You can then decide if you want to store the For processing images and the For Presentation images, and there are arguments both ways. I tend to lean toward the prostorage camp: storage is cheap, you can pull the For Processing images back to the same vendor’s modality and reprocess them (if necessary) when the vendor introduces a new algorithm or for research. The antistorage camp might say having the capacity to reprocess the data means that you must reprocess the data every time the algorithms change or face potential liability. OK, modality…done.

CAD AND ALL IT MEANS

Now, we will move down the chain to computer-assisted detection (CAD). What good is a shiny new FFDM without an equally shiny, new CAD? Your chief of mammography has picked out a couple of units that her colleagues use. Your physicist has evaluated the sensitivity and specificity claims of the vendor. The vendor asks that you push For Processing and/or For Presentation images to the system from the modality. They will then push the results to the radiologist on the workstation. Which CAD results to which workstations? Who is going to store the CAD results permanently, and how will they get there from the workstation? IHE says use IHE Postprocessing Workflow. How does it work? Make a worklist (postprocessing worklist), claim an item on the worklist, tell when you start (postprocessing performed procedure step), retrieve the image objects, do your thing, store your results (DICOM mammography CAD objects, right?!), commit your results, tell when you are done, tell what you did. Sound familiar? Just like IHE Scheduled Workflow.

THE WEAKEST LINK

Now we come to the workstation, the eye candy, and the weakest link; we need it to do so many things that it just does not know yet how to do. First things first: Does your PACS vendor or your digital mammography modality vendor make the best multimodality (do not forget breast CT, MR, US, PET, etc) diagnostic imaging workstation? Maybe, but maybe not. Do you buy all your modalities exclusively from your PACS vendor? I doubt you do, and IHE and DICOM make sure you do not have to. Why should you have to buy your diagnostic imaging workstations (for any area in your department) from the PACS vendor? Because, until now, efficient (relatively speaking) diagnostic imaging display means worklist-driven operation and those worklists are typically proprietary.
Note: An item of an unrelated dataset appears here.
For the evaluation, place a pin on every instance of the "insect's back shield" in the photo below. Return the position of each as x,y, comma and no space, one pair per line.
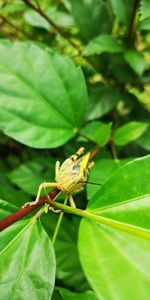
73,174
Did I hear, “What about the IHE Reporting Workflow integration profile?”

Precisely. The IHE reporting workflow integration profile specifies the transactions necessary so that any workstation can be driven by DICOM standard worklists. I love the smell of IHE in the morning.
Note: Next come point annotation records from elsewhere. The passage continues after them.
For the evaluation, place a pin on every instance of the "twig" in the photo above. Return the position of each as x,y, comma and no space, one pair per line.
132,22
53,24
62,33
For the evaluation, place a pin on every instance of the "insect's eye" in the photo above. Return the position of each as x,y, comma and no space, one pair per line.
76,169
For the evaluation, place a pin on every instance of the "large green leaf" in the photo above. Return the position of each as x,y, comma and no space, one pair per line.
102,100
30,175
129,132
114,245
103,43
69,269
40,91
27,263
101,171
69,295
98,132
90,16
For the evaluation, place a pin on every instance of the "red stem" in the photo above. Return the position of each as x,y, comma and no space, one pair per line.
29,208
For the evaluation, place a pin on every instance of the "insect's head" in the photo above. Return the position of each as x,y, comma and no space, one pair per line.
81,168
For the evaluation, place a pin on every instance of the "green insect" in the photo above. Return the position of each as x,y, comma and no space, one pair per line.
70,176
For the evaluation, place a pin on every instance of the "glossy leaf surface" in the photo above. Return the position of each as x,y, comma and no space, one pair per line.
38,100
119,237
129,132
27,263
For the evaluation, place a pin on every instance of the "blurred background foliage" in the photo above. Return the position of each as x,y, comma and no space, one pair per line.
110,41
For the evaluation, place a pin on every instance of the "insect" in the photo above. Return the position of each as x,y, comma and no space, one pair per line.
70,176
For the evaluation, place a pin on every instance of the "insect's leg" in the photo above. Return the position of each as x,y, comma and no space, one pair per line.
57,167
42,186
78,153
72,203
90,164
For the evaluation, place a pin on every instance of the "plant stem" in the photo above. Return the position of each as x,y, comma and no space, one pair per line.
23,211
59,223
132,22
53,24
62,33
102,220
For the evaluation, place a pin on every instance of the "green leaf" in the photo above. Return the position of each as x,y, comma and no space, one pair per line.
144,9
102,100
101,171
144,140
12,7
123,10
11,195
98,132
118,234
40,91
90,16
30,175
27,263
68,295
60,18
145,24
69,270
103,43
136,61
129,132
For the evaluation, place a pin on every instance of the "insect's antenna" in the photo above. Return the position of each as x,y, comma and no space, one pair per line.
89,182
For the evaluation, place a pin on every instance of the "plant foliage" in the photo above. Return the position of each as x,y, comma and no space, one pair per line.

Now, I have to be the first to admit that mammography display remains a challenge for many workstations, even those intended for mammography. I will also admit that a new IHE Mammography subcommittee of IHE Radiology has been formed to specify what needs to be done to ensure consistent display of mammographic images. You will be hearing a lot more about this activity in the near future.
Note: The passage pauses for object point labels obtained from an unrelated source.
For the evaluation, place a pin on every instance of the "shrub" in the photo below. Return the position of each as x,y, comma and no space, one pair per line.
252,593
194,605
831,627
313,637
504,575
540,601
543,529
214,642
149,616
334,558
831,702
Until then, you need to ask a few questions of your workstation vendor. Do they support:

  1. IHE Reporting Workflow;
  2. automated retrieval of historical studies based on the worklist selection;
  3. display of For Presentation images from any modality vendor;
  4. accurate size display of comparison images from different vendors with different detector sizes;
  5. correct, automatic orientation of all views from all vendors;
  6. DICOM value of interest (VOI) lookup tables (LUT);
  7. correct sigmoidal window/level manipulations;
  8. correct display of legally mandated annotations?
  9. Does the background get window/level with the breast (annoying and distracting)?
  10. How are multimodality hanging protocols implemented (did you know there is a DICOM standard for hanging protocols?!)?

Remember, we in radiology live in a market-driven engineering world. If you ask for functionality before making a purchase, the vendors will deliver it. With integration reliably distributing relevant information, vendors can focus on providing new features and functionalities to advance the art and science of medicine. What will the future bring? Stay tuned.

David S. Channin, MD, is associate professor of radiology, and chief, imaging informatics, Department of Radiology, Feinberg School of Medicine, Northwestern University, Chicago.